In 1994, the National Board of Review established the William K. Everson Award for Film History, of which Everson was the first recipient.

==Works==
- Classics of the Silent Screen (1959) – attributed to Joe Franklin but actually written by Everson
- The Western: From Silents to Cinerama (1962) with George N. Fenin; updated and retitled as The Western: From Silents to the Seventies (1973)
- The American Movie (1963)
- The Bad Guys: A Pictorial History of the Movie Villain (1964)
- The Films of Laurel and Hardy (1967)
- The Art of W. C. Fields (1967)
- A Pictorial History of the Western Film (1969)
- Days of Thrills and Adventure: An Affectionate Pictorial History of the Movie Serial (foreword, 1970) by Alan G. Barbour
- The Films of Hal Roach (1971)
- The Detective in Film (1972)
- Classics of the Horror Film (1974)
- Claudette Colbert (1976)
- American Silent Film (1978)
- Love in the Film: Screen Romance from the Silent Days to the Present (1979)
- The Further Perils of Dracula (foreword, 1979) by Jeanne Youngson
- More Classics of the Horror Film (1986)
- The Hollywood Western (1992)
- Hollywood Bedlam: Classic Screwball Comedies (1994)

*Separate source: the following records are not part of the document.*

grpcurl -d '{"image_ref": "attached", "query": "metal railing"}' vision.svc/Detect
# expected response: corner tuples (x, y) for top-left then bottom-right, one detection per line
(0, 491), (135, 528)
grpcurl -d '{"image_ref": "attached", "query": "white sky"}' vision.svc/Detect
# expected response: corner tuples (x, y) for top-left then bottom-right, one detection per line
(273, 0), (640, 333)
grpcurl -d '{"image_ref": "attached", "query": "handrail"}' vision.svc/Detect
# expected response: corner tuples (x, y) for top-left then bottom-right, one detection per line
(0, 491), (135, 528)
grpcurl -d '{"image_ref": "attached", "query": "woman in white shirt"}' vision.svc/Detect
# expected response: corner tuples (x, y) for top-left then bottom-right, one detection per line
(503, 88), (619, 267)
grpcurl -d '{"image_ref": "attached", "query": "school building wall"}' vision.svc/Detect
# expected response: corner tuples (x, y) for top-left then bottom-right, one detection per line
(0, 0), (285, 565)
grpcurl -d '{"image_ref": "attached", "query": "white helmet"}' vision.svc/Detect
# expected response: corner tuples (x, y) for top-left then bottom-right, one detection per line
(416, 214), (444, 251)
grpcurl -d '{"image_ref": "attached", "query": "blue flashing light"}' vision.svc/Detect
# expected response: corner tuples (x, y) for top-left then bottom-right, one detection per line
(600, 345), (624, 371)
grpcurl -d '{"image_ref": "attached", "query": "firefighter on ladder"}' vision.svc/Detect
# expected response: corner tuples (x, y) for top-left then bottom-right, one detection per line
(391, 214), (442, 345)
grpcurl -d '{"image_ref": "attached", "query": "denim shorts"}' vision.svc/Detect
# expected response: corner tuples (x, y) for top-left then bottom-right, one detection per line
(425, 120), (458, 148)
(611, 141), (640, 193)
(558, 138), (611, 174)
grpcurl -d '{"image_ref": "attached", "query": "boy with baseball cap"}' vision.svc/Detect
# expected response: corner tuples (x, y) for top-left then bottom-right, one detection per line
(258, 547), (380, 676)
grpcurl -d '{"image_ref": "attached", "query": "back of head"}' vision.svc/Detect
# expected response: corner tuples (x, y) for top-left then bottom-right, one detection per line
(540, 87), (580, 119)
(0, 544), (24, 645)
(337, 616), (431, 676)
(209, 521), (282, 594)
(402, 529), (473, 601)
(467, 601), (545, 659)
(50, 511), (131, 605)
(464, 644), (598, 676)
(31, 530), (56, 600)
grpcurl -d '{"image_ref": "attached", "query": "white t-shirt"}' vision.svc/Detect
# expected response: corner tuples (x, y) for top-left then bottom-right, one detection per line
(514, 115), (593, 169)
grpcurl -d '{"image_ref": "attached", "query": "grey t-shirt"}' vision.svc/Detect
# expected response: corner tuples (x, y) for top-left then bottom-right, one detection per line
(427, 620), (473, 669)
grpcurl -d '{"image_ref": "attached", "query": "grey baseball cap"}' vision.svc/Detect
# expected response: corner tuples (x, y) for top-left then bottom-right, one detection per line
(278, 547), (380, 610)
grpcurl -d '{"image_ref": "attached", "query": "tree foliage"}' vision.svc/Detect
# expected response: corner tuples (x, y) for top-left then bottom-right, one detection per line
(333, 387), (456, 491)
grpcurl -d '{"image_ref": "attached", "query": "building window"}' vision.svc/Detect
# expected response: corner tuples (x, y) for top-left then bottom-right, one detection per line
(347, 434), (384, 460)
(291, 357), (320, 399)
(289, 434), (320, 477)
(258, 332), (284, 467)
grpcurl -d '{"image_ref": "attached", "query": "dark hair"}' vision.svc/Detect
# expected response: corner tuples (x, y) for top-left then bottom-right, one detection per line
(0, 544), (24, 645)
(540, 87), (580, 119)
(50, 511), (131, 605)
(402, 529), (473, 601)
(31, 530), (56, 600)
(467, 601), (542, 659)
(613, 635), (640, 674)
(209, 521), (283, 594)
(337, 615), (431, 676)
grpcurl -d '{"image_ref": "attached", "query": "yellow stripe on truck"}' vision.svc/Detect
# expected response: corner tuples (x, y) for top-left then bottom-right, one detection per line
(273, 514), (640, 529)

In addition, Everson contributed articles and reviews to numerous film magazines, including Films in Review (1909–), Variety and Castle of Frankenstein.

==Death and legacy==
On 14 April 1996, Everson died of prostate cancer at the age of 67 in Manhattan, and he was survived by his wife, Karen Latham Everson, his daughter, playwright Bambi Everson (named for ballerina Bambi Linn), his son, Griffith and his granddaughter, Sarah. His film collection was taken over by his widow and moved to the George Eastman Museum. Most of his manuscripts, film screening notes and memorabilia were donated to the Tisch School of the Arts at New York University, comprising the William K. Everson Collection.

In 2004, Everson was inducted into the Monster Kid Hall of Fame at the Rondo Hatton Classic Horror Awards.